Tokens and Lexemes.tex

% Uncomment for handout
\def\HANDOUT{}


\ifdefined\HANDOUT
\documentclass[handout]{beamer}
\usepackage{pgfpages}
\pgfpagesuselayout{4 on 1}[letterpaper,landscape,border shrink=5mm]
\else
\documentclass{beamer}
\fi

\mode<presentation>
{
  \usetheme{Warsaw}
  \definecolor{sered}{rgb}{0.78, 0.06, 0.18}
  \definecolor{richblack}{rgb}{0.0, 0.0, 0.0}
  \setbeamercolor{structure}{fg=sered,bg=richblack}
  %\setbeamercovered{transparent}
}


\usepackage[english]{babel}
\usepackage[latin1]{inputenc}
\usepackage{times}
\usepackage[T1]{fontenc}
\usepackage{tikz}
\usepackage{graphicx}
\usepackage[export]{adjustbox}
\usepackage{fancyvrb}
\usepackage{amsmath}
\usepackage{amssymb}
\usepackage{esvect}

\makeatletter
\newcommand{\imagesource}[1]{{\centering\hfill\break\hbox{\scriptsize Image Source:\thinspace{\tiny\itshape #1}}\par}}
\newcommand{\image}[3][\@nil]{%
        \def\tmp{#1}%
        \begin{center}
        \ifx\tmp\@nnil
            \includegraphics[max height = 0.55\textheight, max width = \textwidth]{images/#2}
        \else
            \includegraphics[max height = 0.50\textheight, max width = \textwidth]{images/#2}
            \linebreak
            #1
        \fi
        \linebreak
        {\tiny Image Source:\thinspace{\tiny #3}}
        \end{center}
}

\newenvironment{code}{%
 \VerbatimEnvironment
 \begin{adjustbox}{max width=\textwidth, max height=0.7\textheight}
 \begin{BVerbatim}
  }{
  \end{BVerbatim}
 \end{adjustbox}
}


\newenvironment{scaled}{%
 \begin{adjustbox}{max width=\textwidth, max height=0.7\textheight}
 }{
 \end{adjustbox}
}

\title{Tokens and Lexemes}


\author{Robert Lowe}

\institute[Southeast Missouri State University] % (optional, but mostly needed)
{
  Department of Computer Science\\
  Southeast Missouri State University
}

\date[]{}
\subject{}

\pgfdeclareimage[height=1.0cm]{university-logo}{images/semo-logo}
\logo{\pgfuseimage{university-logo}}


\AtBeginSection[]
{
  \begin{frame}<beamer>{Outline}
    \tableofcontents[currentsection]
  \end{frame}
}


\begin{document}

\begin{frame}
  \titlepage
\end{frame}

\begin{frame}{Outline}
  \tableofcontents
\end{frame}


% Structuring a talk is a difficult task and the following structure
% may not be suitable. Here are some rules that apply for this
% solution: 

% - Exactly two or three sections (other than the summary).
% - At *most* three subsections per section.
% - Talk about 30s to 2min per frame. So there should be between about
%   15 and 30 frames, all told.

% - A conference audience is likely to know very little of what you
%   are going to talk about. So *simplify*!
% - In a 20min talk, getting the main ideas across is hard
%   enough. Leave out details, even if it means being less precise than
%   you think necessary.
% - If you omit details that are vital to the proof/implementation,
%   just say so once. Everybody will be happy with that.

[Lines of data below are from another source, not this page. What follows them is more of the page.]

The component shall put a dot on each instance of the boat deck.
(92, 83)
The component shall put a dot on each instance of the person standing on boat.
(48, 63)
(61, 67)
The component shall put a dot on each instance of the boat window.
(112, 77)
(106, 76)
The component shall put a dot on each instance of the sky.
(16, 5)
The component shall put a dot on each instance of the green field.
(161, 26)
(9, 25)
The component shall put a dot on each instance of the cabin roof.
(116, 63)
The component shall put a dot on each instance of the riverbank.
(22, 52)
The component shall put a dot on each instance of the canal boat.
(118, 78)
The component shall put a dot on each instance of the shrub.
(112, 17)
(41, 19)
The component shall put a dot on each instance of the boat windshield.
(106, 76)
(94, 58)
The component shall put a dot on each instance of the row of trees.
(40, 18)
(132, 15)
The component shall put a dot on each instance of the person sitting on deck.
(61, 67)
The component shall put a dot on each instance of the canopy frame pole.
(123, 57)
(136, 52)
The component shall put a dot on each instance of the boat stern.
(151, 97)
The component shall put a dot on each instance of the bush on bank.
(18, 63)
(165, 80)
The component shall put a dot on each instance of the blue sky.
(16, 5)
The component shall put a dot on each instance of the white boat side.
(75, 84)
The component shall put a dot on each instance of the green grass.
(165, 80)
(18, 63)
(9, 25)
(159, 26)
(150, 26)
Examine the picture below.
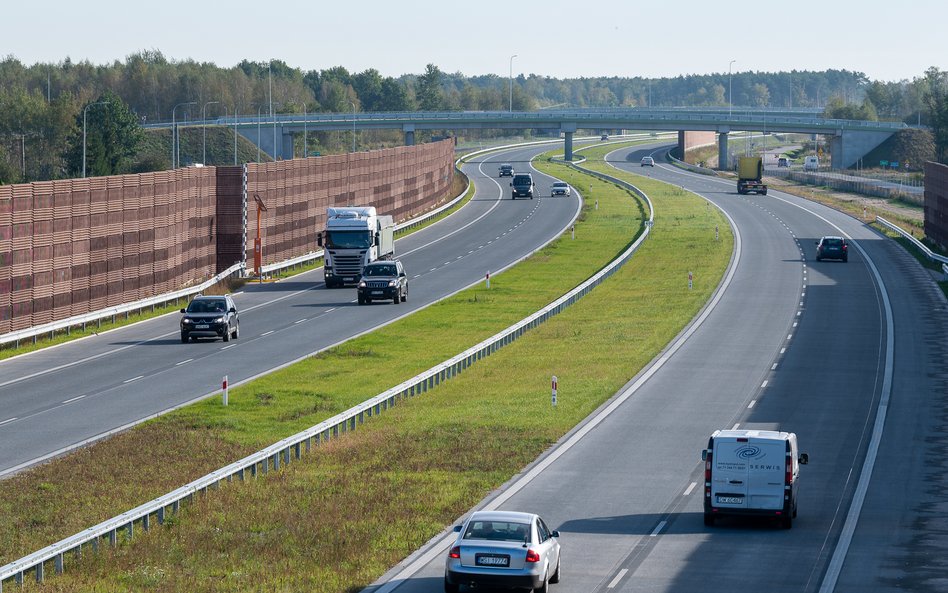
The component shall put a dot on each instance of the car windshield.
(379, 271)
(208, 306)
(349, 239)
(498, 531)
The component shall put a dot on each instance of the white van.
(752, 472)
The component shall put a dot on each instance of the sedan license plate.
(491, 560)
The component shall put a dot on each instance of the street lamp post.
(204, 130)
(174, 134)
(730, 96)
(510, 83)
(84, 111)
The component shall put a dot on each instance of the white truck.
(752, 472)
(354, 236)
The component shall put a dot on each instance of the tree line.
(43, 106)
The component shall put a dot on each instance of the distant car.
(210, 317)
(832, 248)
(522, 185)
(503, 549)
(560, 188)
(383, 280)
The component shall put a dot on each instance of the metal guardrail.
(95, 316)
(290, 448)
(931, 255)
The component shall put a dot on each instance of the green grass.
(346, 513)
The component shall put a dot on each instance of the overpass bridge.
(849, 139)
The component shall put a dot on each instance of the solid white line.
(618, 578)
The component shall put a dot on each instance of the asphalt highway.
(790, 344)
(62, 397)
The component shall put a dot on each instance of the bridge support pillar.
(723, 161)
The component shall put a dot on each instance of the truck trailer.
(354, 237)
(750, 171)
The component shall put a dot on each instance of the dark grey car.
(210, 317)
(383, 280)
(832, 248)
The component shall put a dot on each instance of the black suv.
(522, 185)
(832, 248)
(384, 279)
(210, 317)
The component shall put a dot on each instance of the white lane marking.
(618, 578)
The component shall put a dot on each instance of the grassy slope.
(347, 512)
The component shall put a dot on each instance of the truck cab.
(752, 472)
(354, 237)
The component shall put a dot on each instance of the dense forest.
(43, 106)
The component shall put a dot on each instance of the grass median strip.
(353, 508)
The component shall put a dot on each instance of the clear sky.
(563, 39)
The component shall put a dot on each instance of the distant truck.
(750, 171)
(752, 472)
(354, 237)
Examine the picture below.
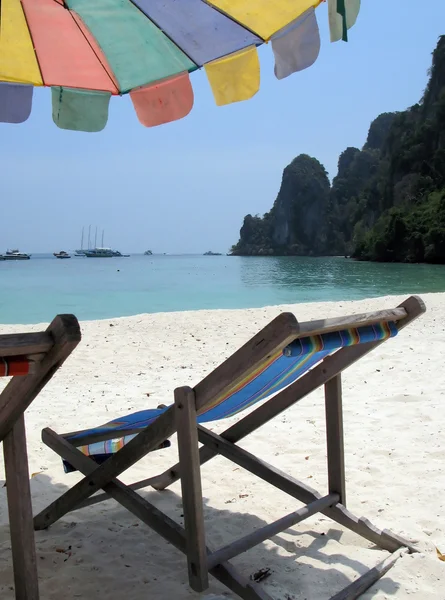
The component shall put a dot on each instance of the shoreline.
(200, 311)
(394, 424)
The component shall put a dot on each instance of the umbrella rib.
(92, 47)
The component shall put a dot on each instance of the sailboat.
(80, 252)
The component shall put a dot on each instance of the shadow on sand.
(103, 550)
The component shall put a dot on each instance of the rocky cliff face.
(296, 223)
(387, 201)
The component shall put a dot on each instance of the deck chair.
(287, 360)
(30, 359)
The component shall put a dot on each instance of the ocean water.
(34, 291)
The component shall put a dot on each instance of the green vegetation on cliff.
(387, 201)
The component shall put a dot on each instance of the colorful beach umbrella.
(90, 50)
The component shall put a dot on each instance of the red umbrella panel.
(90, 50)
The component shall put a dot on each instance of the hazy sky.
(186, 186)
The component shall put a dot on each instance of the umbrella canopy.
(90, 50)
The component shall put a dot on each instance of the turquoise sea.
(34, 291)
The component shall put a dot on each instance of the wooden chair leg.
(191, 488)
(334, 438)
(20, 513)
(154, 518)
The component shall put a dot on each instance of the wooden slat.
(21, 391)
(20, 513)
(334, 438)
(21, 344)
(191, 489)
(351, 321)
(275, 336)
(363, 583)
(268, 531)
(385, 539)
(153, 517)
(318, 376)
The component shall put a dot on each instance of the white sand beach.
(395, 458)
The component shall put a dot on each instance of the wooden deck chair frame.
(181, 418)
(45, 351)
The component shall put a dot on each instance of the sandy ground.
(394, 443)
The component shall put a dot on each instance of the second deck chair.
(286, 359)
(30, 359)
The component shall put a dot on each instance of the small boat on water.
(99, 253)
(15, 255)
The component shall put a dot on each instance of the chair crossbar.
(268, 531)
(30, 359)
(181, 418)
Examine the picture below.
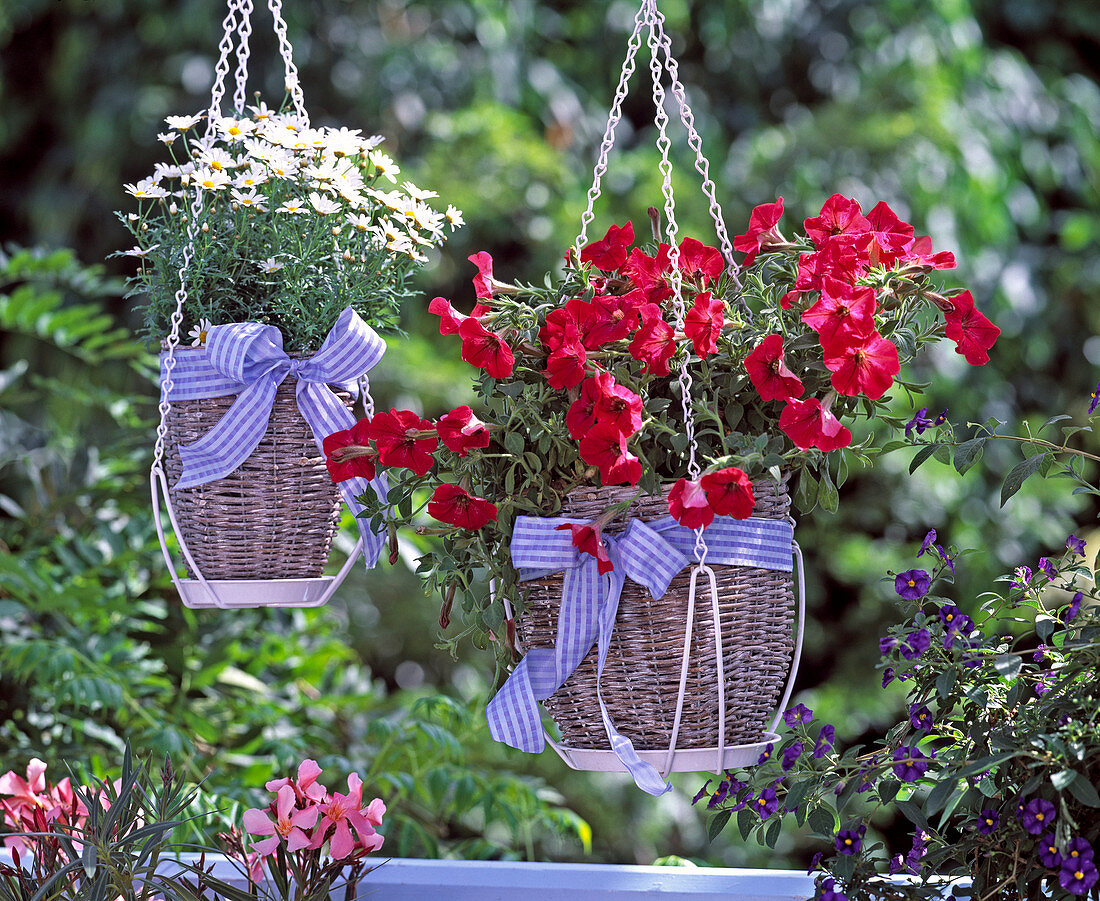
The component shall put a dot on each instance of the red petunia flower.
(919, 253)
(697, 259)
(565, 366)
(655, 341)
(609, 253)
(397, 447)
(761, 230)
(689, 506)
(703, 323)
(485, 349)
(729, 493)
(972, 333)
(648, 273)
(604, 446)
(809, 425)
(890, 234)
(581, 415)
(461, 431)
(768, 372)
(839, 216)
(862, 365)
(338, 446)
(842, 311)
(617, 404)
(483, 281)
(587, 539)
(458, 507)
(450, 319)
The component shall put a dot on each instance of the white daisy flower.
(323, 205)
(135, 251)
(453, 217)
(210, 179)
(251, 199)
(183, 122)
(385, 166)
(418, 194)
(199, 332)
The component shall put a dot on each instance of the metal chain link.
(293, 84)
(661, 120)
(242, 56)
(613, 119)
(695, 142)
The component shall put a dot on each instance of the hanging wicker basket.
(641, 677)
(275, 516)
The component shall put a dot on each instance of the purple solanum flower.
(829, 893)
(1074, 607)
(1047, 568)
(850, 841)
(1079, 849)
(1048, 853)
(920, 422)
(913, 584)
(800, 713)
(911, 764)
(916, 643)
(920, 716)
(1078, 877)
(1036, 815)
(791, 754)
(988, 821)
(825, 738)
(767, 803)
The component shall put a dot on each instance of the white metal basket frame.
(232, 593)
(661, 62)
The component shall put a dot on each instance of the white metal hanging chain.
(293, 84)
(242, 56)
(661, 119)
(613, 119)
(695, 142)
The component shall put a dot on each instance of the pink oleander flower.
(342, 814)
(288, 824)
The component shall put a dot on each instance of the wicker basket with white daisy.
(277, 248)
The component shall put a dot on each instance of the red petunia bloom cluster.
(859, 359)
(400, 439)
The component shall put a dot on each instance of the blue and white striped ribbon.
(246, 359)
(649, 553)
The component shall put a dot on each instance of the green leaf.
(1009, 665)
(1085, 791)
(968, 453)
(922, 457)
(1019, 474)
(938, 795)
(822, 821)
(717, 824)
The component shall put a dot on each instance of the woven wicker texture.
(272, 518)
(641, 676)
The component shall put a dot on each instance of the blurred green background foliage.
(977, 121)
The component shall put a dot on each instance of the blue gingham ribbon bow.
(649, 553)
(246, 359)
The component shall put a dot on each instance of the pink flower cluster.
(32, 804)
(305, 815)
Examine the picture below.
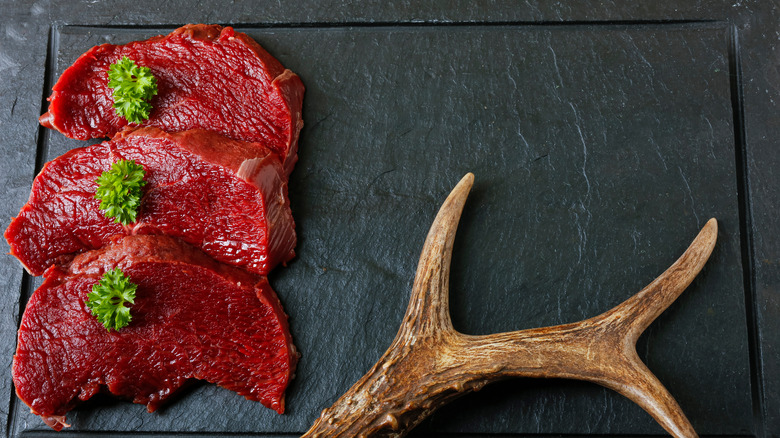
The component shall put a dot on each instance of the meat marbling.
(208, 77)
(225, 196)
(193, 318)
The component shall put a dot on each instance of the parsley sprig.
(108, 298)
(119, 191)
(133, 87)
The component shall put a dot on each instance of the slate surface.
(602, 137)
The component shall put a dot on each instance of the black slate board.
(599, 148)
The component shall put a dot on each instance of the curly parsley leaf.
(108, 298)
(133, 87)
(119, 191)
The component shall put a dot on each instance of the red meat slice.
(193, 318)
(208, 77)
(225, 196)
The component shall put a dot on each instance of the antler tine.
(428, 312)
(639, 311)
(429, 363)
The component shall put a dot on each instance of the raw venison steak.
(193, 318)
(225, 196)
(208, 77)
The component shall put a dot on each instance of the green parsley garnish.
(119, 191)
(108, 297)
(133, 87)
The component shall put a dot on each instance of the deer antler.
(430, 363)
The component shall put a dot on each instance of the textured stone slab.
(599, 151)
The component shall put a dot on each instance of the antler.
(430, 363)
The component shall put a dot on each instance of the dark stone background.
(602, 136)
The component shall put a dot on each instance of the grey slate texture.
(602, 136)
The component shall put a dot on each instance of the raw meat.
(208, 77)
(193, 318)
(225, 196)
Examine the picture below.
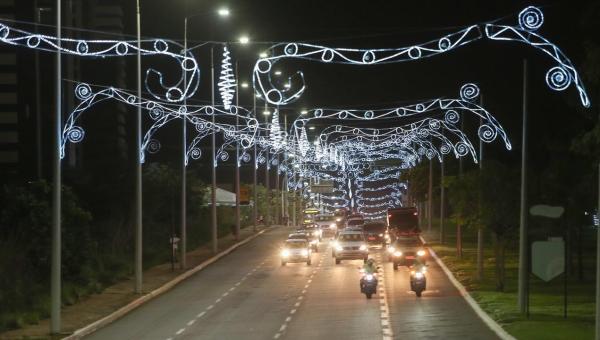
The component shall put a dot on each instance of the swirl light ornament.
(177, 91)
(161, 113)
(529, 21)
(227, 81)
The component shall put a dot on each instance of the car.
(309, 235)
(295, 250)
(376, 233)
(350, 245)
(327, 224)
(355, 224)
(404, 250)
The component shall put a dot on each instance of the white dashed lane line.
(299, 302)
(217, 301)
(386, 328)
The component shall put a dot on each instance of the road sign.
(546, 211)
(244, 195)
(548, 258)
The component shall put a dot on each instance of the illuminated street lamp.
(223, 12)
(244, 40)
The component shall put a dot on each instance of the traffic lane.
(162, 317)
(334, 308)
(441, 312)
(259, 308)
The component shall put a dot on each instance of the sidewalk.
(120, 294)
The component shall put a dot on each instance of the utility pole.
(254, 192)
(523, 255)
(183, 231)
(598, 262)
(55, 276)
(480, 229)
(138, 169)
(213, 193)
(237, 159)
(430, 196)
(442, 192)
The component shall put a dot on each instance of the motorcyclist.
(369, 267)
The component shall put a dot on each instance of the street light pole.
(183, 232)
(442, 192)
(213, 193)
(138, 169)
(523, 256)
(55, 276)
(237, 159)
(255, 194)
(429, 196)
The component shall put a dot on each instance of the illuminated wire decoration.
(227, 81)
(179, 89)
(530, 19)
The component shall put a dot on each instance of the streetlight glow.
(223, 12)
(244, 39)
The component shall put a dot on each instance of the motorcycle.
(368, 284)
(418, 281)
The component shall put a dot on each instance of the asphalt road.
(249, 295)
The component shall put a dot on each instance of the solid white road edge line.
(119, 313)
(491, 323)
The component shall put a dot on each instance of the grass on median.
(546, 319)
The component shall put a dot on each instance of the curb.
(491, 323)
(119, 313)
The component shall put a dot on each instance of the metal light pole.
(268, 210)
(138, 170)
(55, 276)
(213, 193)
(295, 197)
(183, 232)
(429, 196)
(598, 263)
(255, 194)
(442, 192)
(523, 256)
(237, 159)
(480, 229)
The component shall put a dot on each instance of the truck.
(403, 221)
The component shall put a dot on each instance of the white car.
(296, 250)
(350, 245)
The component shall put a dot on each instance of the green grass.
(546, 319)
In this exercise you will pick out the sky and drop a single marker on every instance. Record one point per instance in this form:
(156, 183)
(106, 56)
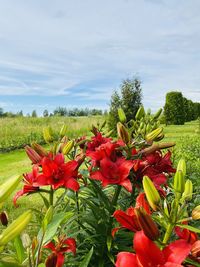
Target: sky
(75, 53)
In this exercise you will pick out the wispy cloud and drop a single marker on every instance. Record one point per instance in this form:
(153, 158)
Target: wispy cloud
(83, 49)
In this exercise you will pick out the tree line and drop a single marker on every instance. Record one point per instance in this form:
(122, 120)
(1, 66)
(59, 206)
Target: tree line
(59, 111)
(178, 109)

\section{Tokens and Lexemes}
\begin{frame}{Lexical Elements}
    \begin{block}{Tokens vs Lexemes}
        A {\bf token} is a generalization, like a category. A {\bf lexeme} is a specific string.
        One token may match several lexemes.
    \end{block}
    \begin{description}
        \item[Token] -- Representation/Label of an element of a lexical element.
        \item[Lexeme] -- The actual sequence of characters which make up the lexical element.
    \end{description}
\end{frame}

\begin{frame}{Lexical Element Information}
    A lexical analyzer (lexer) provides a stream of tokens to the parser. The parser often
    needs additional information to do its work:
    \begin{itemize}
        \item {\bf Token} -- An easily comparable representation of a token.
        \item {\bf Lexeme} -- The specific string which was matched to the token.
        \item {\bf Value} -- In some cases, for example literal values, the lexer
            provides the concrete value of the lexeme. 
        \item {\bf Line, Column} -- The location of the start of the lexical element in the 
            source code. Useful for error reporting.
    \end{itemize}
\end{frame}

\begin{frame}[fragile]{Example Lexical Elements}
\begin{code}
  while( x < 11 ) 
\end{code}

\vspace{1cm}

\begin{code}
Lexeme(token=<Token.WHILE: 12>, lex='while', value='while', line=7, col=3)
Lexeme(token=<Token.LPAREN: 3>, lex='(', value='(', line=7, col=8)
Lexeme(token=<Token.IDENTIFIER: 23>, lex='x', value='x', line=7, col=10)
Lexeme(token=<Token.LT: 13>, lex='<', value='<', line=7, col=12)
Lexeme(token=<Token.INTNUM: 21>, lex='10', value=10, line=7, col=14)
Lexeme(token=<Token.RPAREN: 4>, lex=')', value=')', line=7, col=17)
\end{code}
\end{frame}

\section{Designing a Lexical Analyzer}
\begin{frame}[fragile]{Representing Tokens}
\begin{columns}
\column{0.6\textwidth}
    \begin{itemize}
        \item Tokens can simply be distinct integers.
        \item Enumerated constants provide meaningful labels to the integers.
        \item Python's \texttt{Enum} class from the \texttt{enum} module provides additional capabilities, such as the ability to easily print a token's name.
        \item We usually add two additional tokens: \texttt{INVALID} and \texttt{EOF}
    \end{itemize}
\column{0.4\textwidth}
\begin{block}{Toy C's Tokens}
\begin{code}
class Token(Enum):
    INVALID = auto()
    EOF = auto()
    LPAREN = auto()
    RPAREN = auto()
    COMMA = auto()
    LBRACE = auto()
    RBRACE = auto()
    SEMI = auto()
    REAL = auto()
    INT = auto()
    EQUAL = auto()
    WHILE = auto()
    LT = auto()
    PLUS = auto()
    MINUS = auto()
    TIMES = auto()
    DIV = auto()
    DIGIT = auto()
    LETTER = auto()
    DOT = auto()
    INTNUM = auto()
    REALNUM = auto()
    IDENTIFIER = auto()

\end{code}
\end{block}
\end{columns}
\end{frame}

\begin{frame}[fragile]{Representing Lexical Elements}
\begin{block}{Toy C's Lexical Element}
\begin{code}
Lexeme = namedtuple("Lexeme", ("token", "lex", "value", "line", "col"))
...
self.cur_tok = Lexeme(Token.IDENTIFIER, s, s, line, col)
\end{code}
\end{block}

\begin{itemize}
    \item A lexical element is usually a heterogeneous data structure.
    \item Typically we desire these to be {\bf immutable}.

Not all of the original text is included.